Transmembrane protein 59 (TMEM59) was a Type-I glycoprotein expressed in multiple tissues. TMEM59 overexpression was suggested to induce amyloid processing by retaining APP in the Golgi. Mice with TMEM59 overexpression exhibited memory dysfunction similar to that observed in wild-type mice and demonstrated elevated amyloid levels. TMEM59 ubiquitously haploinsufficiency in familial AD (FAD) mouse models resulted in reduced amyloid plaques and amyloid peptide levels, as well as improved synaptic plasticity and memory. These findings suggest that TMEM59 inhibition could be a potential therapeutic strategy for AD [148].
Insulin-like growth factor-1 (IGF-1) modulation was suggested to play a role in neuroprotection and the prevention of AD. Both insulin and IGF-1 impact amyloid trafficking in the blood and CSF. Mouse models with IGF-1 haploinsufficiency displayed delayed neurodegeneration and slowed amyloid accumulation. Further studies are needed to investigate the role of IGF-1 and insulin receptor modulation in neuroprotection [149].
Glutamic acid decarboxylase 67 (GAD67) was responsible for converting glutamate into GABA. While GAD67 may impact various neurological diseases, such as schizophrenia and epilepsy, its role in AD was not thoroughly investigated. AD mouse models with GAD67 haploinsufficiency showed significant reductions in amyloid production, abnormal GABA accumulation, abnormal tonic inhibition, and microglial activation. Furthermore, GAD67 haploinsufficiency protected against olfactory impairment in AD mice, suggesting that GAD67 may be a potential therapeutic target candidate for AD [150].

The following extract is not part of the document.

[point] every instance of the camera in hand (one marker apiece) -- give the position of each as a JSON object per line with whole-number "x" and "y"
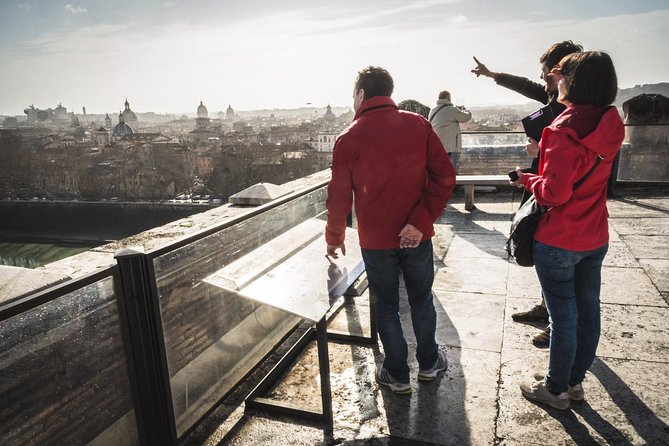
{"x": 514, "y": 175}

Synaptojanin 1 (SYNJ1) was a phosphoinositol (4,5)-biphosphate phosphatase enzyme implicated in the onset of AD through the regulation of endocytic traffic within synapses. Cell models (N2a) with SYNJ1 inhibition showed reduced amyloid peptide generation. Additionally, SYNJ1-haploinsufficient AD mouse models (with Swedish APP and PSEN1 exon 9 deletion) exhibited a lower plaque load, reduced amyloid peptide levels, and improved cognition. Lower SYNJ1 expression did not affect APP processing by beta- and gamma-secretases but increased amyloid clearance through enhanced cellular uptake [151].
Hexokinase 2 (HK2) plays a role in microglial metabolism and the control of inflammatory pathways. HK2 expression was increased in the brains of AD patients. HK2 haploinsufficiency in AD mice was associated with reduced inflammatory pathways. Heterozygous HK2 knockout slowed down disease progression through the IKBα-NF-κB microglial pathway. However, complete deletion of HK2 did not improve the condition of the mice; furthermore, it caused additional damage, such as mitochondrial deficits [152,153].
Protein kinase RNA-like ER kinase (PERK) was a eukaryotic initiation factor-2alpha (eIF2α) kinase involved in protein folding. Abnormal phosphorylation and elevated eIF2α levels can induce AD through BACE1 and cAMP-response element-binding protein (CREB) expression. Heterozygous PERK knockout in AD mouse models inhibited overactivation of the ERK-eIF2α pathway, reducing memory damage in the mice. Additionally, it prevented amyloid production by decreasing BACE1 expression and restoring CREB function [154].

8. Discussion

The aim of this review article was to discuss the potential role of haploinsufficiency in AD. AD was a complex disease in which several genetic and environmental factors were identified as contributing to disease onset [12]. Mutations involved in AD can be associated with both gain-of-function and loss-of-function mechanisms [12]. Studies from animal experiments indicate that the role of haploinsufficiency in AD should not be overlooked. Haploinsufficiency was shown to contribute to the onset of different neurodegenerative diseases. For instance, repeat expansions in the promoter of the c9orf72 gene are related to both gain-of-function and loss-of-function mechanisms, leading to ALS or FTD. The haploinsufficiency of c9orf72 can cause glutamate receptor accumulation and excitotoxicity in response to glutamate, ultimately resulting in the reduced survival of motor neurons. Furthermore, reduced c9orf72 expression leads to increased sensitivity of nerve cells to dipeptide repeat protein (DRP) toxicity and diminished DRP clearance [11,155]. Additionally, GRN haploinsufficiency induces microglial dysfunction, TDP43 aggregation, and impaired lysosomal function, contributing to FTD [156]. Besides their neurodegenerative effects, haploinsufficiency of certain genes were found to be protective against neurodegeneration. The heterozygous knockout or inhibition of sterile alpha and TIR motif-containing 1 (SARM1), a gene encoding a pro-degenerative NADase, was shown to slow down axonal death [157]. Moreover, the haploinsufficiency of Ran-binding protein-2 (RanBP2) was reported to prevent apoptosis and membrane dysgenesis under light-related stress in the eye [158].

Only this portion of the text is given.